Hutton Gibson belonged to a splinter group of Catholics who reject the reforms of the Second Vatican Council of 1962-1965, known as Vatican II. These traditiona­lists seek to preserve centuries-old orthodoxy, especially the Tridentine Mass, the Latin Mass establishe­d in the 16th century. They operate their own chapels, schools and clerical orders apart from — and in opposition to — the Vatican.

Into his 80s, Mr. Gibson would drive 300 miles roundtrip from his West Virginia home to attend Mass at a traditiona­list church in Greensburg, Pa. But after what was described as a “power struggle” between Mr. Gibson and other parishione­rs, he left to form a new church.

Mr. Gibson, who had early in life attended a seminary before dropping out, was extreme in his views. He denied the legitimacy of Pope John Paul II, once calling him a “Koran Kisser,” and said Vatican II had been “a Masonic plot backed by the Jews.” Mr. Gibson earned the nickname “Pope Gibson” for his outspoken, dogmatic opinions on faith.

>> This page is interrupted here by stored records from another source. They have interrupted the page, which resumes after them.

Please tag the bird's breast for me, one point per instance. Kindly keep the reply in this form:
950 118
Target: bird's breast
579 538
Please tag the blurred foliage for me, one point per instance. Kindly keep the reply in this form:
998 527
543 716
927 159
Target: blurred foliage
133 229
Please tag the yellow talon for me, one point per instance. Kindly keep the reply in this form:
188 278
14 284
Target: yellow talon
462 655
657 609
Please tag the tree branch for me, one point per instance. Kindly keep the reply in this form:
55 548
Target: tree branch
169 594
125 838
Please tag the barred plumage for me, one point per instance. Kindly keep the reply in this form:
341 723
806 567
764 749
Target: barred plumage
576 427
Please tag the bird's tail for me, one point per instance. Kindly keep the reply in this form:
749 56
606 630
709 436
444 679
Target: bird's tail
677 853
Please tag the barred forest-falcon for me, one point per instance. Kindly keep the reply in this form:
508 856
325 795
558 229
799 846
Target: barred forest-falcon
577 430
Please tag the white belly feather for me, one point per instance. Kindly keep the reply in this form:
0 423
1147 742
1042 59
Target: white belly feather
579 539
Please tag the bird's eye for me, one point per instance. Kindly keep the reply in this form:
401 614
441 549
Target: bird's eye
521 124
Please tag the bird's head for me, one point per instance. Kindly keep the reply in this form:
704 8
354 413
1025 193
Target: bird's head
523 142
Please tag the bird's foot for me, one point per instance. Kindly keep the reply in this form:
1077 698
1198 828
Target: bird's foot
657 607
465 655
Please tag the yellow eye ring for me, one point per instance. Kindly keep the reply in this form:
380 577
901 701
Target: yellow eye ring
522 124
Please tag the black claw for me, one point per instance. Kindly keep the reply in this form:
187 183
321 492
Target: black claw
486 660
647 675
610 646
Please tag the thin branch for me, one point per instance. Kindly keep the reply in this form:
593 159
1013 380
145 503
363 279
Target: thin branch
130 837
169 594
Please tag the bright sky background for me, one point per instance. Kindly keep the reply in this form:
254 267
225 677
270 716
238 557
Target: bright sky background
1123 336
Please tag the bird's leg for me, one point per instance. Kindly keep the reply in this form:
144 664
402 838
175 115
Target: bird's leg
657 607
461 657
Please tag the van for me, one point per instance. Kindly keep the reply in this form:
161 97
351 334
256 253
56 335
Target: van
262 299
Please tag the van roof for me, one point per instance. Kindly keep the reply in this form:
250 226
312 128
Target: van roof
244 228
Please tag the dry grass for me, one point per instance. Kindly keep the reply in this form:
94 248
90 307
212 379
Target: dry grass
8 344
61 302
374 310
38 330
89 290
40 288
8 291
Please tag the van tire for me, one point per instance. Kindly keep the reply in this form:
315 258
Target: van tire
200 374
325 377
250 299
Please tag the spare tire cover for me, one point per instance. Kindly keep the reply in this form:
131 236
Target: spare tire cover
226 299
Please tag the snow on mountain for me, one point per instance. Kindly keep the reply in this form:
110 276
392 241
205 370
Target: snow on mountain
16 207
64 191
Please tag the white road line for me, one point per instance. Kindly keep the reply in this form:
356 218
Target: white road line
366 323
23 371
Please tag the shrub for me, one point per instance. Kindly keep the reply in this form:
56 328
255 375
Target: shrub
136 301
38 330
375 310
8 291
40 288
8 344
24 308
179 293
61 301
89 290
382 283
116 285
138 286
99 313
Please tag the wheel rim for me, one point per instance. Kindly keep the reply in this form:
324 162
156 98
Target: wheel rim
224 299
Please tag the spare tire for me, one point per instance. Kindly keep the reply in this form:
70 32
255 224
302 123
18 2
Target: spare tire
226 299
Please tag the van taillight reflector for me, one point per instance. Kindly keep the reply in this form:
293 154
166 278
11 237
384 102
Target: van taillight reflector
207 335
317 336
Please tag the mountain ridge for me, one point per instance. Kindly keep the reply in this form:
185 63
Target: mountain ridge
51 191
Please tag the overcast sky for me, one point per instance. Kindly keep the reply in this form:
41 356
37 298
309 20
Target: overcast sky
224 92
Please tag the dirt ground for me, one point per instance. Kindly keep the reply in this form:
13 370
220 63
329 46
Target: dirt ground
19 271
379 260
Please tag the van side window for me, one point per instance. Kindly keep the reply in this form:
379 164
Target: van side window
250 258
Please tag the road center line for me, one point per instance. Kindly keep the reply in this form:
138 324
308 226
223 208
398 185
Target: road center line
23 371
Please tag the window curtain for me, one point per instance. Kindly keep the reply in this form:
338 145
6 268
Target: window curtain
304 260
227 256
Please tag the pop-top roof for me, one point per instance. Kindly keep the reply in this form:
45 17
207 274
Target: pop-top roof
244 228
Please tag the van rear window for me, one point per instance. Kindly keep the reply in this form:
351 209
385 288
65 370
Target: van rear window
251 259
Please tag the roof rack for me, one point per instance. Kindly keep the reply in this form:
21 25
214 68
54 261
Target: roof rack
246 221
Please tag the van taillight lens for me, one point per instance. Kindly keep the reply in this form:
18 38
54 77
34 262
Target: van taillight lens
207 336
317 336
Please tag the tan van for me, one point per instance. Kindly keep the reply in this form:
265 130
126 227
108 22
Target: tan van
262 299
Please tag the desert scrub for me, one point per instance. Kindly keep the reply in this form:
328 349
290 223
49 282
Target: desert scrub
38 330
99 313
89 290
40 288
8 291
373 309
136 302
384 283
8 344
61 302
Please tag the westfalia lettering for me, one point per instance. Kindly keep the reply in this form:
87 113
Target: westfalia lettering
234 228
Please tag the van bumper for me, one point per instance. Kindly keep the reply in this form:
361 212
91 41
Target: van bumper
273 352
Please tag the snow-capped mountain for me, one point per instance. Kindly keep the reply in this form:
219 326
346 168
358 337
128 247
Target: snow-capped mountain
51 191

After he was expelled from a conservati­ve group in Australia, where he had moved with his family from New York state in 1968, Mr.

Gibson formed his own: Alliance for Catholic Tradition. Beginning in 1977, he disseminat­ed his ultraOrtho­dox views in a newsletter, “The War Is Now!” and through self-published books, including “Is the Pope Catholic?” (1978) and “The Enemy is Here!” (1994).

Mr. Gibson never reached more than a small audience with his writings. But after his son Mel, the sixth of 11 children, became a Hollywood star, the father’s profile rose, largely to the detriment of his son’s public image.

In 2003, as Mel Gibson was directing “The Passion of the Christ,” his film about the crucifixio­n, Hutton Gibson gave an interview to The New York Times laced with comments about conspiracy theories. The planes that crashed into the World Trade Center on Sept. 11, 2001, had been remote-controlled, he claimed (without saying by whom). The number of Jews killed in the Holocaust was wildly inflated, he went on.

“Go and ask an undertaker or the guy who operates the crematoriu­m what it takes to get rid of a dead body,” Mr. Gibson said. “It takes one liter of petrol and 20 minutes. Now, 6 million?”

In a radio interview a week before the February 2004 release of “The Passion,” Mr. Gibson went further, saying of the Holocaust, “It’s all — maybe not all fiction — but most of it is.” The comments added to an already simmering controvers­y that the film was anti-Semitic; the chairmen of two major studios told The Times that they wouldn’t work with Mel Gibson in the future.

Interviewe­d by Diane Sawyer of ABC News, the actor was asked to repudiate his father’s statements. He stopped short of doing so, saying: “He’s my father. Gotta leave it alone, Diane. Gotta leave it alone.”